France has rejected the citizenship application of a 32-year-old Moroccan woman, Faizi Silmi, who shows only her eyes in public. According to the Council of State, the country’s highest appellate body, her “radical” practice of Islam conflicts with equality of the sexes and other French values. The ruling upheld a 2005 judgment that the woman exhibits “insufficient assimilation":
The legal expert who reported to the Council of State said the woman’s interviews with social services revealed that “she lives almost as a recluse, isolated from French society.”
The report said: “She has no idea about the secular state or the right to vote. She lives in total submission to her male relatives. She seems to find this normal and the idea of challenging it has never crossed her mind.”
Past applicants have been denied citizenship due to links with extremist groups or a history of preaching radicalism. However, the New York Times notes that this “was the first time that a French court had judged someone’s capacity to be assimilated into France based on private religious practice, taking laïcité — the country’s strict concept of secularism — from the public sphere into the home.” One problem with that analysis: garments that reveal no more than the eyes are used primarily in public rather than one’s house. Thus, they qualify as a matter of community concern, since facial concealment presents a security risk and promotes segregation.
Four years ago, France prohibited from state schools “conspicuous” religious symbols, including Muslim headscarves, Jewish skullcaps, Christian crucifixes, and Sikh turbans. Many contend that this law goes too far in restricting individual freedom. Yet it does reflect the emphasis that the staunchly secular French republic places on the separation between faith and public life — the same values that were central to the Council of State’s ruling.

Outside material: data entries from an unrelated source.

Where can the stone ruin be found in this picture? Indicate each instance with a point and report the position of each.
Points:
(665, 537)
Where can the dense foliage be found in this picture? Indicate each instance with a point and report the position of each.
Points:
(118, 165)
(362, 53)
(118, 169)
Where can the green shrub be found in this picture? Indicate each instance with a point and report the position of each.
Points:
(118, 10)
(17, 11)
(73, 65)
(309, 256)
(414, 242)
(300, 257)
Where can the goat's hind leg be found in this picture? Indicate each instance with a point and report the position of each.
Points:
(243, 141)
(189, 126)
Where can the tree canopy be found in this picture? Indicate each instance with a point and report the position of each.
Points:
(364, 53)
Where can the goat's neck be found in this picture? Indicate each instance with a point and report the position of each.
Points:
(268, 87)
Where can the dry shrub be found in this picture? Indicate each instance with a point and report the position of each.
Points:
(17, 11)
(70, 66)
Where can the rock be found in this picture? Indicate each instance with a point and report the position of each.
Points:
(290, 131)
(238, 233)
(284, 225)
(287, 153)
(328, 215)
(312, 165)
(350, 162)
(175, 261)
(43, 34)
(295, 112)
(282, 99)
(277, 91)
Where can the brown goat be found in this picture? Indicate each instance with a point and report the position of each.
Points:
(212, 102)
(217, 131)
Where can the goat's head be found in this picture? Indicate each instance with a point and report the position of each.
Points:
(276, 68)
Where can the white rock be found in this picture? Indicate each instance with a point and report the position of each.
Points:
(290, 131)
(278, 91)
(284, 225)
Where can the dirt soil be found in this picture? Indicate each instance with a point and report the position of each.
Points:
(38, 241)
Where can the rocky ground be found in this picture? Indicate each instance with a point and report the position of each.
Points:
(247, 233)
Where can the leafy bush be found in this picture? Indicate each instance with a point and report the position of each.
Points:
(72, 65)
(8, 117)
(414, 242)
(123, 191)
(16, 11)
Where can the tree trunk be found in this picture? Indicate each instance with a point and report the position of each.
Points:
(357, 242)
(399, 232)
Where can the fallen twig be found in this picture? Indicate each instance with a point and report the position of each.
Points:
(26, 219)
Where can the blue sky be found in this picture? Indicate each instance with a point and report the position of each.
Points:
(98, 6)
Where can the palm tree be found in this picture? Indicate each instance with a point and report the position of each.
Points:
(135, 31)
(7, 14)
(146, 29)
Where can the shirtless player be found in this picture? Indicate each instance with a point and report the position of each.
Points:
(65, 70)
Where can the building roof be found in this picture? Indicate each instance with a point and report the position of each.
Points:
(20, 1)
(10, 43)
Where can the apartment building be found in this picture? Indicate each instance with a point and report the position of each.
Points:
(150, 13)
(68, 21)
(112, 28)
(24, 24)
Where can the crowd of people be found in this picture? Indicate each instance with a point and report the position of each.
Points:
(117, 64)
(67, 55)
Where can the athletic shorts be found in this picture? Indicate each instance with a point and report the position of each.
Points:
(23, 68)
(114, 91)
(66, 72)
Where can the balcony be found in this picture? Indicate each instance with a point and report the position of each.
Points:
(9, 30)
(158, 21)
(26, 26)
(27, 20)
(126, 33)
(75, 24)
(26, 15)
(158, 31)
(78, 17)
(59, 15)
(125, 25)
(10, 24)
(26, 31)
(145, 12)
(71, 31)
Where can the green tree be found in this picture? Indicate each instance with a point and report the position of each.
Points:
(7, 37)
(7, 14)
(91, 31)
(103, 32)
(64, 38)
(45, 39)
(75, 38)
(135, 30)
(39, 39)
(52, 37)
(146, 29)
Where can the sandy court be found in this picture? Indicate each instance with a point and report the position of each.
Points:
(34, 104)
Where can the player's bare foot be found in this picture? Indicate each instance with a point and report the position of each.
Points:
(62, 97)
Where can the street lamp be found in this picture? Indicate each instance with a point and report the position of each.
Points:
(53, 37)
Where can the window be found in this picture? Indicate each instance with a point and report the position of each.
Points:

Silmi’s ignorance about the right to vote is also a valid reason to deny her citizenship. In the United States, for example, applicants must demonstrate basic knowledge of American civics and history by passing a short exam. Such understanding is essential for the proper functioning of countries like the U.S. and France, which are organized on the basis of ideas.
While the woman can remain in France, her husband contemplates moving the family to Morocco or Saudi Arabia. At least we can be certain that Faizi Silmi now grasps one essential freedom of Western nations: the freedom to leave.